Il y a aussi les ressources produites par les enseignants eux-mêmes, aujourd’hui dans le contexte radicalement nouveau issu de l’omniprésence de l’ordinateur et d’Internet, à des échelles dont les ordres de grandeur sont sensiblement différents de ceux de l’ère du pré-numérique. Elles sont élaborées dans des processus collaboratifs qui appellent nécessairement des réponses en termes de droits d’auteur de nature à permettre et favoriser l’échange par une circulation fluide des documents.
La problématique juridique est vaste. Nous examinerons les licences de logiciels et de ressources libres – certains points qui font débat comme la sécurité juridique, considération importante pour les établissements scolaires. En effet, elles éclairent et illustrent la situation nouvelle et irréversible créée par l’irruption du numérique dans les processus de création de biens informationnels et la place de ceux-ci, sans cesse croissante, relativement et en valeur absolue. Nous poserons la question de l’exception pédagogique, en relation avec les missions de l’École et l’exercice concret du métier d’enseignant, au temps nouveau du numérique.
Un modèle français
Les ressources pédagogiques, au premier rang desquelles les manuels scolaires, mais aussi la banale préparation de cours, l’article ou la photographie « sur laquelle on est tombé »... ont toujours joué un rôle important dans l’exercice du métier d’enseignant, variable selon les disciplines.
Comme support de cours bien sûr, mais aussi comme vecteur de mise en oeuvre de nouveaux programmes ou support de formation (derrière un scénario pédagogique, il y a toujours une pratique professionnelle). Il existe un modèle français de l’édition scolaire dont la figure centrale, le manuel des élèves, relève pour l’essentiel du secteur privé. Ce modèle a acquis ses lettres de noblesse et fait ses preuves depuis deux siècles. L’histoire de l’édition scolaire en France est l’histoire des relations entre trois acteurs majeurs, l’État, les éditeurs et les auteurs – des enseignants et des inspecteurs – et de leurs rapports de force mouvants, dans lesquels il arrive que la technique intervienne. Ainsi, à partir de 1811, un auteur ne peut plus soumettre directement à l’État un manuscrit sous prétexte, parmi d’autres raisons, que son examen est long et difficile.
Une proposition de manuel doit être obligatoirement communiquée sous forme d’imprimé. L’éditeur devient, de fait, incontournable.
Depuis une quarantaine d’années, les manuels scolaires se sont profondément transformés. L’iconographie occupe jusqu’à 50 % de la surface.
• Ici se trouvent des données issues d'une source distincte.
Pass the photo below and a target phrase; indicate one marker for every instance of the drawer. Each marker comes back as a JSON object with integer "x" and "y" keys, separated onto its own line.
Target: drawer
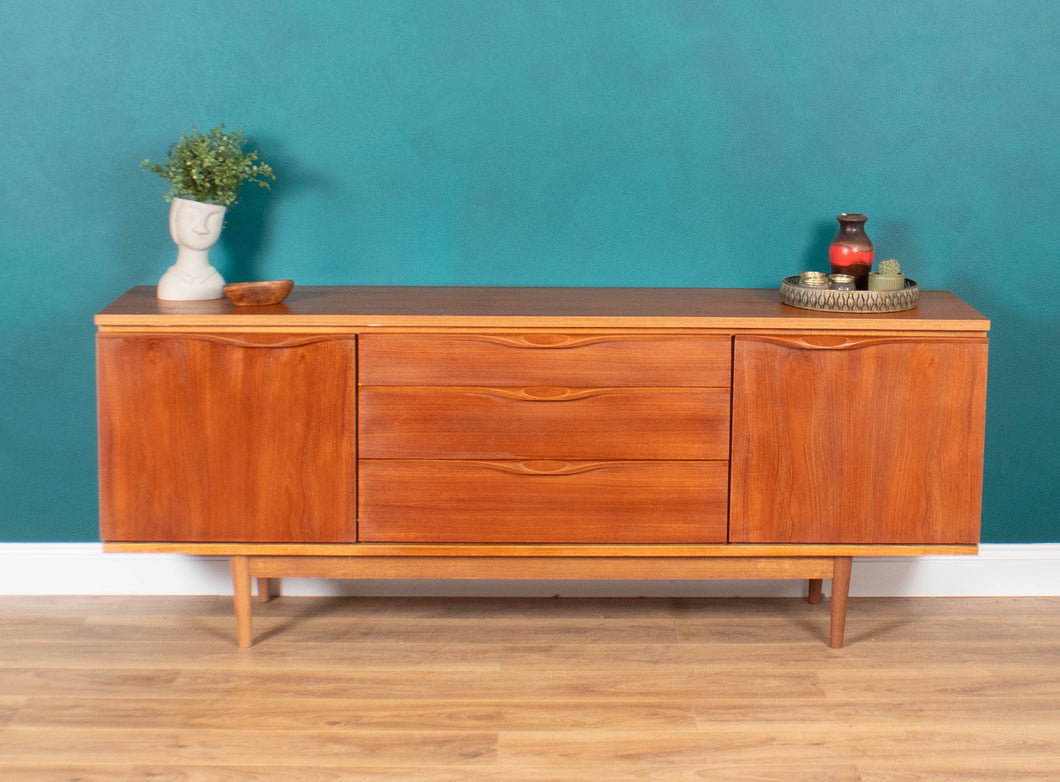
{"x": 545, "y": 359}
{"x": 542, "y": 501}
{"x": 544, "y": 423}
L’ouvrage permet des lectures plurielles et des usages multiples, qui préfigurent ceux de l’hypermédia.
Il n’y a plus de cours en tant que tel... Le résultat combiné de cette complexité croissante des manuels, de la concurrence des méthodes actives et de la souplesse de la photocopie est sans appel : on constate depuis les années quatre-vingt une tendance à la perte de vitesse de l’utilisation du manuel traditionnel, même si l’attachement symbolique demeure [1]. L’enfant chéri de l’édition scolaire connaît une forme de crise...
Une rupture
... et le numérique arrive dans ce contexte. Rude concurrent !
En effet, le manuel scolaire, ce livre d’une centaine de pages, qu’on ne lit plus d’une façon linéaire mais dans lequel on navigue avec des index et des renvois, ce livre ne saurait rivaliser avec Internet et le multimédia, leurs hyperliens, leurs millions de pages et leurs outils de recherche automatisée. Le livre n’est désormais plus « l’enfant unique ».
Plus généralement, le numérique transforme radicalement le paysage éditorial installé. Certes, les enseignants ont toujours réalisé des documents à l’intention de leurs élèves, en préparant leurs cours. Jusqu’à l’arrivée de l’ordinateur et d’Internet, une élaboration collaborative avec des collègues et la visibilité des ressources produites ne pouvaient aller au-delà d’un cercle restreint et rapproché. Modifier un document écrit à la main était et demeure une opération lourde, qui plus est quand il circule et que chacun y met sa griffe. Dans les années 70 encore, les photocopieuses étaient rarissimes, les machines à alcool fastidieuses à utiliser.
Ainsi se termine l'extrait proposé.